EL BAUL DE MANUEL
› Por Manuel Fernández López
No hace falta ser muy perspicaz para percibir que se mira el futuro económico con cierta zozobra. Algunos perciben que la posibilidad de insertarse en la sociedad como un trabajador más se esfuma hacia adelante; otros perciben que su salario alcanza para menos días del mes; otros, finalmente, ven que la posibilidad de obtener ganancias con determinada inversión se desdibuja cada vez más. Por cierto, en algunas decisiones cuyos frutos recién aparecerán en el futuro no hay una base objetiva para pensar que no hayan de ser bastante buenos o abundantes. Sin embargo, el pesimismo es una enfermedad contagiosa, de la que nadie parece estar inmune. La consecuencia es que los planes de renovación del equipo productivo o de ampliación del mismo se recortan, se redistribuyen en el tiempo, se piensan mejor. En suma, la inversión, en el período que corre, cae. Y no cae sola: con ella cae la demanda directa e indirecta asociada con la producción de insumos y bienes de capital; y cae la demanda de nuevos trabajadores, complementarios de los nuevos equipos productivos. La actividad económica se vuelve más lenta y, como se dice, “se enfría”. Es una sucesión de efectos, que comenzó con un estado mental –el pesimismo– y terminó en menor crecimiento económico y en otro estado mental –el resentimiento– en los hogares de los nuevos desempleados. Por cierto, la teoría keynesiana, cuando apareció en 1936, tuvo un efecto arrasador sobre las teorías anteriores de la inversión y el ciclo: la eficacia marginal del capital explicaba la caída de la inversión y el multiplicador explicaba la propagación al resto de la economía. Sin embargo, pocos años antes, en Industrial Fluctuations (1927), el sucesor de Marshall en la Universidad de Cambridge, Arthur C. Pigou (1877-1959), ya había explicado las fluctuaciones de la inversión por las causas psicológicas antes indicadas. Para Pigou, las expectativas de ganancias eran el factor determinante de la inversión. Pero tales expectativas podían deberse a errores o cálculos erróneos de los empresarios, y los errores podían estar influidos por climas de optimismo o de pesimismo, y los prolongados períodos de maduración de las inversiones creaban un caldo de cultivo para magnificar pequeños errores de apreciación. Pigou pudo haber igualado a Keynes, de no haber rechazado en 1931 la noción de “multiplicador” presentada por Richard Kahn.

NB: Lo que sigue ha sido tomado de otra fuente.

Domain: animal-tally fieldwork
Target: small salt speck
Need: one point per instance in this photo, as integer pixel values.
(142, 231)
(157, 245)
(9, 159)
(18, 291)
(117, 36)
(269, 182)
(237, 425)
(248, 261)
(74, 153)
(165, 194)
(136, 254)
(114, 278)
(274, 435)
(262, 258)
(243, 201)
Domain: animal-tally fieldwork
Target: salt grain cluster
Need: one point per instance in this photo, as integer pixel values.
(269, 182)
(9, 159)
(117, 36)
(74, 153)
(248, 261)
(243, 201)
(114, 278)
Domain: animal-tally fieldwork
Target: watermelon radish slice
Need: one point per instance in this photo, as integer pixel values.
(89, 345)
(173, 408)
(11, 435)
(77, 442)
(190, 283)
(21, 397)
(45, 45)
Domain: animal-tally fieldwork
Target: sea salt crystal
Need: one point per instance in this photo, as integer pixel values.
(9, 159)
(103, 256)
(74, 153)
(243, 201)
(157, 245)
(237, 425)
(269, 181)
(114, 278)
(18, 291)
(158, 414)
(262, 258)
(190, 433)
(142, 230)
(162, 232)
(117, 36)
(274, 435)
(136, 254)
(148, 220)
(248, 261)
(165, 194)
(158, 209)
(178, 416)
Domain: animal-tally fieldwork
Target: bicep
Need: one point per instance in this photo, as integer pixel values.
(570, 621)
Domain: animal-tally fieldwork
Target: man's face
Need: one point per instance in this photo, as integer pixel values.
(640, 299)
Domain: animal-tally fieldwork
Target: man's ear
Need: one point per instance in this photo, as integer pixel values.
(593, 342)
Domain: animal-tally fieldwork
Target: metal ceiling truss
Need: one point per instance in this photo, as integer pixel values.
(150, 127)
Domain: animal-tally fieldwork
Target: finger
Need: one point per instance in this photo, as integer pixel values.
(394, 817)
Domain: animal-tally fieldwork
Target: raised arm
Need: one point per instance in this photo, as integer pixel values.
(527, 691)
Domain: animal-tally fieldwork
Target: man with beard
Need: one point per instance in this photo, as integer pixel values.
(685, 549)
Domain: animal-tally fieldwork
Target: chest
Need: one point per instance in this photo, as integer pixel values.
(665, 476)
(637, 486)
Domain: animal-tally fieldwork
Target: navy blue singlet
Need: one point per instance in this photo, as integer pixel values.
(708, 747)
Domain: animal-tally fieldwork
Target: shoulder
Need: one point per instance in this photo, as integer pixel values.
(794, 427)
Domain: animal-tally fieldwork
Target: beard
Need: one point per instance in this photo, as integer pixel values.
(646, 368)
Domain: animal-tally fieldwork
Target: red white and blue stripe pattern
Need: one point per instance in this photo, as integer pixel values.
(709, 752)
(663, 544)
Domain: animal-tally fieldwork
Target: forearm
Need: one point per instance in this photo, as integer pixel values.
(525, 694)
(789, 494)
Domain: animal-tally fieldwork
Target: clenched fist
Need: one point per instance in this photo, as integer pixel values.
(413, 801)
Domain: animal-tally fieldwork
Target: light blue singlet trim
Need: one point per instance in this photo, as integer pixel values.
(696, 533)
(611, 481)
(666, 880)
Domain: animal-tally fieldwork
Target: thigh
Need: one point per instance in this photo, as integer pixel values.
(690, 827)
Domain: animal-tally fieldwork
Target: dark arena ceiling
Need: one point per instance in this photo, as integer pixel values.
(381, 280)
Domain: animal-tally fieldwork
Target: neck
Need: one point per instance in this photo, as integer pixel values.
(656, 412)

La mayoría de la gente, alguna vez en la vida, vivenció tener alguna necesidad y carecer del dinero para satisfacerla. Una cosa es tener hambre; otra distinta es tener plata para comprar comida. El viejo sabio que era Adam Smith distinguía, como corresponde, llamando con términos diferentes a cada cosa. Necesitar algo es una “demanda absoluta”. Pero poderle añadir a “necesito esto” la frase “hay efectivo” tiene la contundencia de mover el mercado para que nos provean de lo que necesitamos. A la demanda + efectivo el escocés denominaba “demanda efectiva”. Sin efectivo, de nada sirven los buenos deseos. Y ello vale para cualquier unidad de decisiones económicas, sea el simple consumidor individual, una pyme, un hospital, una provincia, el país o las Naciones Unidas. Cuenta el profesor Julio H. G. Olivera (La economía del bloque colectivista, 1959, p. 41) que, en tiempos de Stalin, las empresas soviéticas no podían transformar en billetes sus saldos en el Banco del Estado sino para pagar salarios conforme al plan de producción. Este sistema no había sido instituido para mejorar y simplificar la técnica de los pagos, “sino como un instrumento de control, y constituye un aspecto de lo que se ha dado en llamar el control por el rublo”. Limitar, pues, el efectivo a disposición de los agentes económicos es un modo de controlarlos, haciéndolos seguir determinado curso de acción, premiándolos o castigándolos, sea permitiéndoles holgura o estrechez, según que sus decisiones coincidan o no con la conducta que espera de ellos el proveedor de efectivo. Nuestro sistema político es republicano y federal. Sin embargo, algunos rasgos del sistema económico y rentístico más parecen un sistema monárquico-unitario. Hasta donde puede, el gobierno nacional procura centralizar los ingresos fiscales y hasta donde puede, maneja los aportes a las provincias con discrecionalidad. Las arcas fiscales se abren generosas, no para encarar soluciones para problemas gravísimos como la marginalidad y la pobreza, la desnutrición y el desamparo infantil, endemias como el mal de Chagas, sino como apoyos a gobernadores provinciales alineados con determinadas políticas fijadas por el gobierno nacional. Tal vez fuera una mejor asignación de los fondos públicos privilegiar a las provincias por su mayor grado de pobreza (Santiago del Estero), o su gravedad de endemias (Salta).